Earlier this year I contributed a guest post at Copyblogger on the fact that copywriters need to understand data. Their editors had a little fun with my headline (they threw in the “get out of the business” bit) but they have a point. Copywriters who aren’t data driven may soon find demand for their skills fade.
Today I was thinking a bit more about fluency in data and I think it’s even broader. Basically, in any facet of marketing, media or PR data is everyone’s domain. The fact that you can now easily get feedback on your activities, to not do so is to ignore a powerful mechanism to improve.
What I think is especially funny (or concerning) is that people still think digital is hard to measure. I always almost fall out of my chair when I hear that. Digital is easier to measure, you just need to understand what metrics matter and have the right tools setup at the start.
Let me throw some questions at you:
- What have you done to improve your website conversions this month?
- Do you even know what % of your website visitors convert to sale or lead?
- Which of your online marketing tactics provided the most return last month?

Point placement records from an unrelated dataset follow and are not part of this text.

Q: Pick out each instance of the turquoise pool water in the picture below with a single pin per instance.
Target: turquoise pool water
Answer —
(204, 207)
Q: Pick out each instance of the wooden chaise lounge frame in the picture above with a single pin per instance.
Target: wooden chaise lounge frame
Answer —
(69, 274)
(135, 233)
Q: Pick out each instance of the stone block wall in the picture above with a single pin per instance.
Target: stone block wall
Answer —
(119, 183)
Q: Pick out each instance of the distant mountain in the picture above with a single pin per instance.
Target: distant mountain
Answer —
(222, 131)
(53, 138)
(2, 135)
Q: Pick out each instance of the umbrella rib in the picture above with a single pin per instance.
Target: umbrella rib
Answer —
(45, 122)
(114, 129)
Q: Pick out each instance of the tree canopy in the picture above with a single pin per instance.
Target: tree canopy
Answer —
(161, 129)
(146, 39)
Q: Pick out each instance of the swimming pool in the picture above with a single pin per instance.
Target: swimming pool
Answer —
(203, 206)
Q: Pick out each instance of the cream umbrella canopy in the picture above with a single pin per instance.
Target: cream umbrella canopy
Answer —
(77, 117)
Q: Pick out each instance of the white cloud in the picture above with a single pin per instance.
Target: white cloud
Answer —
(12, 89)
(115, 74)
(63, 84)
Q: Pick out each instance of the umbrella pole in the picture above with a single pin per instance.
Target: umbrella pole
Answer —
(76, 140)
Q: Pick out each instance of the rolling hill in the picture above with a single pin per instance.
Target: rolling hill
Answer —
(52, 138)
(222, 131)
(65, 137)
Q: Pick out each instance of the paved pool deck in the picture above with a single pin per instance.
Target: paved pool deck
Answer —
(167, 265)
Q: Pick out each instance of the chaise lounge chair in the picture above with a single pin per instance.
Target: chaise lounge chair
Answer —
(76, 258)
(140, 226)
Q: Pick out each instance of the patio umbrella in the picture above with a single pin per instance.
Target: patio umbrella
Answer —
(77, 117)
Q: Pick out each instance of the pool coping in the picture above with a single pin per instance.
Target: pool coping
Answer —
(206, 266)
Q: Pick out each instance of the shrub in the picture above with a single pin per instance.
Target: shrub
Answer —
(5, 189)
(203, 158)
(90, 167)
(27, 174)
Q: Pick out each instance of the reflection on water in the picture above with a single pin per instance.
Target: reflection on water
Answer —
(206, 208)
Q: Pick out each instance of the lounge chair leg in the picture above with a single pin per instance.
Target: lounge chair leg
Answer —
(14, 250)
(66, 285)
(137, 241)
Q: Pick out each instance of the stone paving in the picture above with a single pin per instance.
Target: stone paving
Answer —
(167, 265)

- What was your most successful piece of content created last month? How do you know?
- How many (and how effective) were the organic shares of your blog content last month?
Did you know all the answers? If yes, awesome, you’re probably an analytics Jedi (go make friends with Avinash if you aren’t already). If no (or someone on your team doesn’t know) you should bring them up to speed.
There are too many potential tactics and ideas you could implement digitally. It is actually what you don’t do that defines your digital marketing success. And data is the key to understand what’s working and what’s not.
You can’t consistently improve results or be at all strategic in your marketing and PR if you don’t know what’s producing, (and why) how to report results meaningfully to make a case for more budget and iterate/refine.